The landlord chart makes it possible for us to define the node pools themselves
(which creates the Provisioner
objects) and define the necessary mutations
needed for tenant workloads to run on the correct nodes.
Running Node Pools on AWS vs. On-Prem#
In our platform, node pool management varies depending on the environment. We use Karpenter for AWS-based clusters and EKS Anywhere (EKSA) for on-prem clusters. EKSA brings the power and flexibility of AWS EKS to on-premises environments, allowing us to maintain a consistent Kubernetes experience across both cloud and on-prem setups.
Karpenter is tightly integrated with AWS services and is specifically designed to manage node pools within AWS. For our on-prem clusters, which are built on VMware, we configure node pools using EKSA to suit the specific needs of our on-prem infrastructure.

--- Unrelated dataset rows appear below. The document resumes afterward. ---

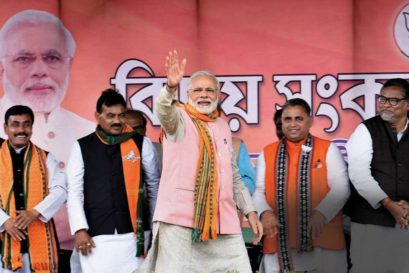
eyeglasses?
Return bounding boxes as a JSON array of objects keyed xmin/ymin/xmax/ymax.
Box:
[
  {"xmin": 378, "ymin": 95, "xmax": 407, "ymax": 106},
  {"xmin": 3, "ymin": 53, "xmax": 71, "ymax": 69},
  {"xmin": 190, "ymin": 88, "xmax": 216, "ymax": 96}
]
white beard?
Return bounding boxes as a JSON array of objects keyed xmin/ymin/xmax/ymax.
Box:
[{"xmin": 3, "ymin": 71, "xmax": 69, "ymax": 113}]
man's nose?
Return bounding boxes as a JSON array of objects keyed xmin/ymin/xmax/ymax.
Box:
[{"xmin": 31, "ymin": 58, "xmax": 48, "ymax": 78}]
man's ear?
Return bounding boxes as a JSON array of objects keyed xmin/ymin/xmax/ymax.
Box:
[{"xmin": 94, "ymin": 112, "xmax": 99, "ymax": 123}]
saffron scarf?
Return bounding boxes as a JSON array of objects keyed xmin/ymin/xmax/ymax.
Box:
[
  {"xmin": 96, "ymin": 126, "xmax": 145, "ymax": 257},
  {"xmin": 0, "ymin": 141, "xmax": 58, "ymax": 273},
  {"xmin": 275, "ymin": 135, "xmax": 313, "ymax": 272},
  {"xmin": 182, "ymin": 104, "xmax": 219, "ymax": 242}
]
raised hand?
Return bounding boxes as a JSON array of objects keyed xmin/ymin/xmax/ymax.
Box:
[
  {"xmin": 165, "ymin": 50, "xmax": 186, "ymax": 92},
  {"xmin": 75, "ymin": 229, "xmax": 95, "ymax": 256},
  {"xmin": 4, "ymin": 218, "xmax": 26, "ymax": 241},
  {"xmin": 247, "ymin": 211, "xmax": 263, "ymax": 245},
  {"xmin": 260, "ymin": 210, "xmax": 280, "ymax": 237},
  {"xmin": 15, "ymin": 209, "xmax": 40, "ymax": 230}
]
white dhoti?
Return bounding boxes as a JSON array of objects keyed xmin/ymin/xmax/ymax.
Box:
[
  {"xmin": 260, "ymin": 247, "xmax": 346, "ymax": 273},
  {"xmin": 79, "ymin": 233, "xmax": 142, "ymax": 273},
  {"xmin": 351, "ymin": 222, "xmax": 409, "ymax": 273},
  {"xmin": 135, "ymin": 222, "xmax": 252, "ymax": 273}
]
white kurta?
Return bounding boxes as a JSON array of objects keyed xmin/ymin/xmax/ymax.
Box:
[
  {"xmin": 0, "ymin": 96, "xmax": 96, "ymax": 250},
  {"xmin": 0, "ymin": 150, "xmax": 67, "ymax": 273},
  {"xmin": 67, "ymin": 137, "xmax": 160, "ymax": 273},
  {"xmin": 346, "ymin": 123, "xmax": 409, "ymax": 273},
  {"xmin": 253, "ymin": 144, "xmax": 350, "ymax": 273}
]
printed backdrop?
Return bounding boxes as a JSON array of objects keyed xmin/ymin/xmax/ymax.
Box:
[{"xmin": 0, "ymin": 0, "xmax": 409, "ymax": 155}]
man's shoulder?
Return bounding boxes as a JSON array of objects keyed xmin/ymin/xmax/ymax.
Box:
[{"xmin": 78, "ymin": 132, "xmax": 95, "ymax": 144}]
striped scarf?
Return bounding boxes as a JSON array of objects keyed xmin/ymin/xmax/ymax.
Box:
[
  {"xmin": 183, "ymin": 104, "xmax": 219, "ymax": 242},
  {"xmin": 0, "ymin": 141, "xmax": 58, "ymax": 273},
  {"xmin": 276, "ymin": 135, "xmax": 313, "ymax": 272},
  {"xmin": 96, "ymin": 126, "xmax": 145, "ymax": 257}
]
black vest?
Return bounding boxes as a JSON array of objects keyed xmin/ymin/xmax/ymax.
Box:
[
  {"xmin": 78, "ymin": 133, "xmax": 143, "ymax": 236},
  {"xmin": 349, "ymin": 116, "xmax": 409, "ymax": 227}
]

Here’s a simplified example of a node pool configuration in an on-prem environment using EKSA:
apiVersion: anywhere.eks.amazonaws.com/v1alpha1
kind: VSphereMachineConfig
metadata:
name: example-nodepool
namespace: default
spec:
datastore: global-datastore
diskGiB: 50
memoryMiB: 8192
numCPUs: 4
osFamily: bottlerocket
resourcePool: /AISB-Common-Platform/host/plat-isb-cluster/Resources
This configuration defines the resource allocation for a specific node pool in a VMware-based cluster. It specifies the datastore, disk size, memory, CPU count, and operating system for the nodes, ensuring that each node pool is optimized for its intended workload.
By leveraging EKSA’s integration with VMware, we achieve smooth operations within our existing IT infrastructure while maintaining consistency across our cloud and on-prem environments. This approach ensures that our resources are utilized efficiently and securely, regardless of where the clusters are running.